In [1]:
import pandas as pd
import psycopg2
import sqlalchemy

In [2]:
connection = sqlalchemy.create_engine(f'postgresql+psycopg2://myusername@0.0.0.0:5432/postgres')

In [3]:
def stage():
    try:
        staging_df = pd.read_csv("./input/transactions-2022-01-03.csv")
        staging_df = staging_df.rename(columns=str.lower)
        staging_df = staging_df.rename(columns={"trade date": "trade_date"})
        staging_df.to_sql('staging_transactions', connection, if_exists='replace')
        return staging_df
    except Exception as e:
        print("Data stage error: " + str(e))  

In [4]:
def extract():
    try:
        staging_df = stage()
        return staging_df
    except Exception as e:
        print("Data extract error: " + str(e))

In [5]:
def transform():
    transform_df = pd.read_sql_query('''select * from staging_transactions''', connection)
    transform_df['date'] =  pd.to_datetime(transform_df['trade_date'], format="%d/%m/%Y")
    transform_df['year'] = transform_df['date'].dt.year
    transform_df['month'] = transform_df['date'].dt.month
    transform_df['day'] = transform_df['date'].dt.day
    return transform_df

In [6]:
def load(transactions):
    trader_dim = transactions[['trader','fund']].drop_duplicates()
    load_dim(trader_dim, 'trader_dim', 'trader_key')
    
    date_dim = transactions[['trade_date','year','month','day']].drop_duplicates()
    load_dim(date_dim, 'date_dim', 'date_key')

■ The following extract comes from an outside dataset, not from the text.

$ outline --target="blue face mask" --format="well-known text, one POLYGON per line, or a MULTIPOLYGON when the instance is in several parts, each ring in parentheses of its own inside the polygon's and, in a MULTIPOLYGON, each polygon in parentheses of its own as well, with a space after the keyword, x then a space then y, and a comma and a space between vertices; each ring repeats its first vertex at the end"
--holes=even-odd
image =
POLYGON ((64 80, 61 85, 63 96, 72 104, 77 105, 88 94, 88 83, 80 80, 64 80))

    security_dim=transactions['security'].drop_duplicates()
    load_dim(security_dim, 'security_dim', 'security_key')

    load_fact()
    load_market_value_fact()

In [7]:
def load_dim(df, name, key_name):
    try:
        df.to_sql(name, connection, if_exists='replace')
        with connection.connect() as con:
            con.execute(f'ALTER TABLE {name} ADD COLUMN {key_name} SERIAL PRIMARY KEY;')
    except Exception as e:
        print(f"Load dimension table error for {name}: " + str(e))    

In [8]:
def load_fact():
    query_create_table = """CREATE TABLE IF NOT EXISTS transaction_fact (
          total_transaction_cost numeric,
          quantity numeric,
          price numeric,
          date_key integer,
          trader_key integer,
          security_key integer)"""

    query_insert = """INSERT INTO transaction_fact
            (total_transaction_cost, quantity, price, date_key, trader_key, security_key)
            SELECT
                s.quantity * s.price,
                s.quantity,
                s.price,
                COALESCE(d.date_key, 0),
                COALESCE(t.trader_key, 0),
                COALESCE(c.security_key, 0)
            FROM staging_transactions s
                LEFT JOIN trader_dim t ON (s.trader = t.trader and s.fund = t.fund)
                LEFT JOIN security_dim c ON s.security = c.security
                LEFT JOIN date_dim d ON s.trade_date = d.trade_date;"""
    try:
        connection.execute(query_create_table)
        connection.execute(query_insert)
    except Exception as e:
        print(f"Load fact table error for transaction_fact: " + str(e))    

In [9]:
def load_market_value_fact():
    query_create_table = """CREATE TABLE IF NOT EXISTS market_value_fact (
              total_cost numeric,
              date_Key integer)"""

    query_insert = """INSERT INTO market_value_fact
                (total_cost,date_key)
                SELECT
                    sum(s.quantity) as total_cost,
                    COALESCE(d.date_key, 0)
                FROM staging_transactions s
                LEFT JOIN date_dim d ON s.trade_date = d.trade_date
                group by date_key;"""
    try:
        connection.execute(query_create_table)
        connection.execute(query_insert)
    except Exception as e:
        print(f"Load market value fact table error for market_value_fact: " + str(e))    

In [10]:
df=extract()
df.head()

Unnamed: 0,trade_date,fund,trader,security,quantity,price
0,1/3/2022,Equity Fund,Ricky,IBM,20,0.093486
1,1/3/2022,Equity Fund,Ethel,GOOG,2,0.228878
2,1/3/2022,Equity Fund,Ricky,TSLA,58,0.129644
3,1/3/2022,Future Fund,Lucy,EDU8,31,0.626164
4,1/3/2022,Future Fund,Ricky,ZCU23,65,0.798289


In [11]:
df=transform()
df.head()

Unnamed: 0,index,trade_date,fund,trader,security,quantity,price,date,year,month,day
0,0,1/3/2022,Equity Fund,Ricky,IBM,20,0.093486,2022-03-01,2022,3,1
1,1,1/3/2022,Equity Fund,Ethel,GOOG,2,0.228878,2022-03-01,2022,3,1
2,2,1/3/2022,Equity Fund,Ricky,TSLA,58,0.129644,2022-03-01,2022,3,1
3,3,1/3/2022,Future Fund,Lucy,EDU8,31,0.626164,2022-03-01,2022,3,1
4,4,1/3/2022,Future Fund,Ricky,ZCU23,65,0.798289,2022-03-01,2022,3,1


In [12]:
load(df)